In what concerns the treatment, the infrequency of this tumor, the challenge in establishing a diagnosis and the heterogeneity in therapy approaches contribute to a lack of consensus [6]. Therapeutic approaches vary between studies and none has demonstrated a coherent advantage. When the neoplasm is limited to the nasal cavity, surgery and adjuvant radiotherapy as well as definitive radiotherapy can be the treatment of choice. The preferred therapy for advanced local disease remains however unclear, debated and extremely variable depending on the chosen report [6,8]. Regardless the initial treatment of choice, it seems to be unanimous that a multimodality therapy (between surgery, radiotherapy and chemotherapy) improves survival outcomes. According to Reiersen et al. [8] the patients treated with a single modality had increased recurrence and mortality rates when compared with patients with a similar tumor stage. However, when comparing single modalities, surgery alone (when possible) appears to have a survival advantage over other options. Current information available does not demonstrate a clear advantage of preoperative over postoperative adjuvant therapy. Other options such as proton beam radiation therapy need further investigation [6,8,12,15].

The current literature, despite not presenting directly the percentage of anosmia cases caused by sinonasal tumors, shows that 14% of olfactory disorders have sinonasal diseases as etiology. Evidently, only a part of all olfactory disorders refers to anosmia and only a part of all sinonasal diseases refers to sinonasal tumors (benign or malignant). Malignant sinonasal tumors are rare and correspond to less than 1% of all neoplasms and 3% of all head and neck tumors.

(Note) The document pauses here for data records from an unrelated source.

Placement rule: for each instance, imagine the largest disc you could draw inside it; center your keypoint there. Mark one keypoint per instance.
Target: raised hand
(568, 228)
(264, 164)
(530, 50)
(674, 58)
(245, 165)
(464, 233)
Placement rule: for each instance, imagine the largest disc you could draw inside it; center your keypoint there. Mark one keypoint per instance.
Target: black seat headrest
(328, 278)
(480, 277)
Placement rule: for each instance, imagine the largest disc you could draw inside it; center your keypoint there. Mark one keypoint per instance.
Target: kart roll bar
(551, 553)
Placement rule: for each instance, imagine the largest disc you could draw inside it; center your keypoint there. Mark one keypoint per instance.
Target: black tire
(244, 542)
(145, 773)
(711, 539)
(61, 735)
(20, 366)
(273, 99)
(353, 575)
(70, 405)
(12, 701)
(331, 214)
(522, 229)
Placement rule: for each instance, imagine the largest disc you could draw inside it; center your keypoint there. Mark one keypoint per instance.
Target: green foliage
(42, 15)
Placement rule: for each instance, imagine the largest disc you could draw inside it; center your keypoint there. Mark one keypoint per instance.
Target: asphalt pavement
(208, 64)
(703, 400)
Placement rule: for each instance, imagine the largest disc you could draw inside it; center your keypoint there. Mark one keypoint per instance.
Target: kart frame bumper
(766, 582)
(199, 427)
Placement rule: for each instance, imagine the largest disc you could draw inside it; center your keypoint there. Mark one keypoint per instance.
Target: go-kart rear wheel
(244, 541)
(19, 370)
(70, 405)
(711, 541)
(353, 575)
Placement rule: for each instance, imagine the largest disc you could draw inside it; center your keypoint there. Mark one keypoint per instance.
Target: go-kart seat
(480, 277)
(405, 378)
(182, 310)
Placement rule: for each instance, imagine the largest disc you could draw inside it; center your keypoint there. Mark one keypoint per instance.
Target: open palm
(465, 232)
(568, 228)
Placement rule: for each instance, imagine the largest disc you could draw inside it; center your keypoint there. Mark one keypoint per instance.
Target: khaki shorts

Undifferentiated carcinomas are only 7% of all malignant sinonasal tumors. These percentages show how improbable it is to have a SNUC as etiology for anosmia. However, and due to the frequent late presentation of patients with this tumor and the consequent high mortality rate, it is crucial to keep this entity in mind. A complete head and neck examination, including nasal endoscopy is of an extreme importance, to avoid a misdiagnosis.

Conclusion

Sinonasal undifferentiated carcinoma is a rare tumor that typically presents with nonspecific symptoms such as epistaxis, nasal obstruction, headache and facial pain. This case demonstrated that anosmia might also be a symptom. The non-specificity of the symptoms increases the probability for it to be ignored for a long time. The purpose of this paper is to alert about an atypical presentation of this neoplasm and to reinforce the importance of a complete nasal cavity evaluation, eventually accompanied by radiological imaging, in order to avoid future misdiagnosis. The obvious consequence is an advanced local disease at presentation with a poor prognosis.

Acknowledgements

Author contributions: Drs Nunes, Janz and Naumann had full access to all the data in the study and take responsibility for the integrity of the data and the accuracy of the data analysis.

Study concept and design: Diogo Nunes.

Acquisition of data: Diogo Nunes, Eduard Janz.

Analysis and interpretation of data: Diogo Nunes.

Drafting of the manuscript: Diogo Nunes.

Critical revision of the manuscript for important intellectual content: All authors.

Administrative, technical, or material support: All authors.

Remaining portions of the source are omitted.